Because We Don't Have Enough Fur-Bearing Creatures Around Here...

So now we have another cat.

Ever since Tria wandered off in the middle of the night last September, we have been a one-cat household. Not that this has really meant much in terms of the number of fuzzy creatures floating about the house, with Hazel and Milo lopping about leaving rabbit poop throughout the downstairs all winter. We are up to our eyeballs in fur, which isn't as glamorous as it sounds.

But Mithra has been pretty much on her own for nearly six months now, without feline companionship, and it was causing her to lose what few marbles she started out with. Our previously quiet cat had gotten yappy and rattly, forever searching for – what? Who knows. Maybe just bacon, in which case wasn’t she in for a surprise this weekend?

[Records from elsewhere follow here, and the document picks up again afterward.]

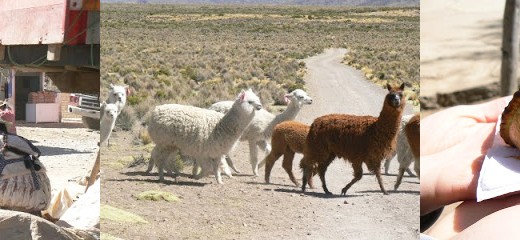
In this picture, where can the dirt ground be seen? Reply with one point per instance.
(68, 151)
(247, 208)
(460, 44)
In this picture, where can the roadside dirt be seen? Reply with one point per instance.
(247, 208)
(68, 152)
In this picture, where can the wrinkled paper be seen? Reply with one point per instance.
(500, 173)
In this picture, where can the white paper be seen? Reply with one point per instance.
(500, 173)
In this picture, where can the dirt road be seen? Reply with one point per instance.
(68, 152)
(246, 208)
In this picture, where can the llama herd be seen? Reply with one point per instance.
(208, 135)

The girls convinced us to go to the pound on Saturday to see if there were any suitable cats we could take home. The problem with pounds is that there are ALWAYS suitable cats – mounds of them, piles of them, stacked one on top of the other and mewing piteously – and the people who run those places know it.

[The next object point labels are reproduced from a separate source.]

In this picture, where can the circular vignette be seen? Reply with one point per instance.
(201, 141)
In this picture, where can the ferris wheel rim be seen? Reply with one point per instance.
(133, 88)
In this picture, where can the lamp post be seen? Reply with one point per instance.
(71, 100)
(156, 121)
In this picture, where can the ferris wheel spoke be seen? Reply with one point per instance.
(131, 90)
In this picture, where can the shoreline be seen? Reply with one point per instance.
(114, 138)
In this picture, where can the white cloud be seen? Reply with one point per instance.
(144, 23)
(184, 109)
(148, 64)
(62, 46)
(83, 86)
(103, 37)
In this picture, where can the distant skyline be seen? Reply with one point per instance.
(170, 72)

They were even having a sale.

So we wandered through the place, making faces at the cats and playing with them as much as we dared without incurring the wrath of the staff (“No fingers in the cages!”). One of the cats, a small tabby named Midgie, struck me as particularly friendly, and I called the girls over to see her. They agreed we should give her a try in one of the “greeting rooms” the place has stashed about for people to see if animals will be nice to them before adoption.

Midgie climbed right onto our laps, one after the other, and purred so hard she actually gave herself hiccups. She’s a desperately friendly cat, one who likes nothing so much as to be held and scratched while sitting on you.

We were done.

Kim filed the paperwork while I went home to get the small cat carrier – an antique bamboo shopping basket with “Made In Occupied Japan” stamped on the bottom. After a suitable exchange of cash, Midgie was ours.

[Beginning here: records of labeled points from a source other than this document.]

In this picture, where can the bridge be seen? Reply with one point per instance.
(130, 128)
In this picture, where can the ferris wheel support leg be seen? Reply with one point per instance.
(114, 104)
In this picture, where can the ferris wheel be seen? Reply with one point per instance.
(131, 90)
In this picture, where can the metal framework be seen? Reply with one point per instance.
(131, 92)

She’s been locked in Kim’s office ever since, while Mithra adjusts to the fact that there is another cat in the house again. For all that she liked to play with Tria and really needs companionship during the day when we’re all at work or school, she’s not really a cat for other cats unless she knows them well. So we’re introducing them gradually.

That’s why when Lauren announced this morning that Midgie had gotten out, we were worried. Midgie is about half the size of Mithra. Fortunately she was smart enough to hide in the basement, and Mithra may or may not have even known she was out.

We’re still debating whether to change Midgie’s name – cats don’t come when you call them anyway, so what you name them is a personal preference more than anything utilitarian. Mithra was “Smokey” when we got her from the pound, but that changed when Tabitha – then 5 – began calling her Smokes. We’ll see how it goes this time around.

In the meantime, welcome to the family, Midgie.

3 comments:

  1. A very nice cat, indeed. Good for you for getting a second cat. They really do better in pairs (I tried to explain this to Issam but he doesn't want to hear it)
    I'm glad she didn't get out, too.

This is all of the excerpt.